Researchers at the Joint Clinical Research Center (JCRC) are studying a combination injection of HIV drugs Cabotegravir and rilpivirine to see whether they are effective in suppressing the virus and controlling opportunistic infections.

The injection which has been used to slow down the destruction of the immune system has been engineered to stay in the body for at least two months, during which period, it keeps suppressing the virus and stops it from reproducing.

Dr Joshua Yiga, a researcher told journalists that this study scheduled to last a year will check the drug’s effects on organs such as the liver and kidney when compared to existing oral HIV medicines with wide concerns of people on treatment getting complications in the wrong run.

He said the study is continuously recruiting participants but each depending on the time they join will be followed up for a year. The criteria allow only those that have been on first-line HIV treatment and have been responding well to their oral drugs.

Prof. Andrew Kambugu, the Executive Director of the Infectious Diseases Institute (IDI) which is also conducting parallel studies on injection ARVs explains that they resolved to use two different drugs concurrently because the strains of HIV spreading in the country quickly mutate defying treatment.

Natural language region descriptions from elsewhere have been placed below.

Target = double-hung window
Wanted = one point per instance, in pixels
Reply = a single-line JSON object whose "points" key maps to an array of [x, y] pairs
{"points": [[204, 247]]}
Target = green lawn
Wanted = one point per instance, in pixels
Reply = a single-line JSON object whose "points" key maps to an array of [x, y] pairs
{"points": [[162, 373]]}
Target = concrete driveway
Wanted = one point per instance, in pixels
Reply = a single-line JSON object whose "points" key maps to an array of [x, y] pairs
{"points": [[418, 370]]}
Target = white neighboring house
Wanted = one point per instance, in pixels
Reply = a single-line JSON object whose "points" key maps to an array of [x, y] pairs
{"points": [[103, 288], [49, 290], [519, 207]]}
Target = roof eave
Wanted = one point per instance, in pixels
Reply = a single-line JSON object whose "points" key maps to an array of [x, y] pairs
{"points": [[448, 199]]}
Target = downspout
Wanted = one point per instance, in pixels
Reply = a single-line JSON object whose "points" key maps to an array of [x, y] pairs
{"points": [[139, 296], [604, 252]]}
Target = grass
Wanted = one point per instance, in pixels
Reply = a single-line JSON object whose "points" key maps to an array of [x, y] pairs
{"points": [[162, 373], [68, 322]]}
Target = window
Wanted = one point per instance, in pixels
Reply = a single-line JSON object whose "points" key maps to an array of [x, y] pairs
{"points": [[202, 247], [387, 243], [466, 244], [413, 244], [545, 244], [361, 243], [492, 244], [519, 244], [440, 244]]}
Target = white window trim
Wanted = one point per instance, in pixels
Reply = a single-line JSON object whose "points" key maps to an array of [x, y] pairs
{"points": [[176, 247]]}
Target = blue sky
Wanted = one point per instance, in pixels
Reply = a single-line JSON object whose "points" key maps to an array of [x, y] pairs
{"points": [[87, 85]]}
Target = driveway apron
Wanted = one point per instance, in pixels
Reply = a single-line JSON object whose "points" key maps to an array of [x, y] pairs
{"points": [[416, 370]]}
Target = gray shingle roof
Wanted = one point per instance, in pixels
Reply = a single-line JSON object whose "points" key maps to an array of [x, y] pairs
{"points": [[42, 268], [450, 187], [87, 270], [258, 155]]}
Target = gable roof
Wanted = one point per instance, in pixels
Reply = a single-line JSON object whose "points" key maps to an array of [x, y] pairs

He says, for instance, that the rilpivirine drug being used was initially used by people who were on third line treatment and had developed resistance to basic first line treatments.  He explains that the beauty of the two drugs is that they both eliminate the medicine from the body at all most the same time.

However, while studies of using injections as treatment for HIV are still going on in and out of Uganda, the Ministry of Health is currently in the process of updating guidelines to allow cabotegravir injections to be used as pre-exposure prophylaxis.

Charles Brown, an HIV activist and  Executive Director of the NGO Preventive Care International says this process needs to be expedited to allow people to have choices for prevention considering that currently it’s only pills available and the fact that they are supposed to be taken daily is problematic for some people.

In addition, he said they are pushing to have PEPFAR put resources into availing the injection since the locally government has not yet shown any plans of putting money towards this.